A South Auckland principal has welcomed MPs inquiry into rising student absences .
Official figures in May showed more than 60,000 students classified as chronically absent, missing at least three days of school every fortnight, and almost 40 per cent of pupils not going to school regularly.
School attendance has been dropping since 2015 across "all regions, all ethnicities, all deciles and all year levels", according to Parliament's education committee.
Rowandale Primary School principal Karl Vasau told Breakfast attendance was a "huge problem", but it did not always come down to students simply wagging school.
He described parents having no petrol in their vehicles to drop their kids at school, no food, and family emergencies.
"The big one for us is the sickness in relation to the conditions they're living in," he said.
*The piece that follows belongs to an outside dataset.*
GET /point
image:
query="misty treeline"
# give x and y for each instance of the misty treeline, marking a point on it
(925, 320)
Vasau said the school had been working hard to make it easier for its families, by providing breakfast and lunch, which is "one less worry for families".
Since an overhaul of the Ministry of Education-funded Attendance Service in 2013, Vasau said a lot of schools had allocated their own funding to truancy.
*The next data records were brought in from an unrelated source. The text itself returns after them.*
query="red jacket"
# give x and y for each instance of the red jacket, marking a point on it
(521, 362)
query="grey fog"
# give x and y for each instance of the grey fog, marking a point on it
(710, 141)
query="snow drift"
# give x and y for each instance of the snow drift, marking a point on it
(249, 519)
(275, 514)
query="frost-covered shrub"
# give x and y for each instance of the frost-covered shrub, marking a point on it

He said he would "love more money to help us" around truancy, so the school could have a person dedicated to connecting with families to get to the bottom of why their children were absent.
The Government has announced it will review the Attendance Service, with the aim of having a new model in place by the start of 2022.
Currently, service providers contracted by the ministry to help return children to school say they are underfunded, with the $9.7 million allocated annually only reaching 20,000 students.
Overall, Vasau said he was pleased the Government had made "some nice noises" around student absences.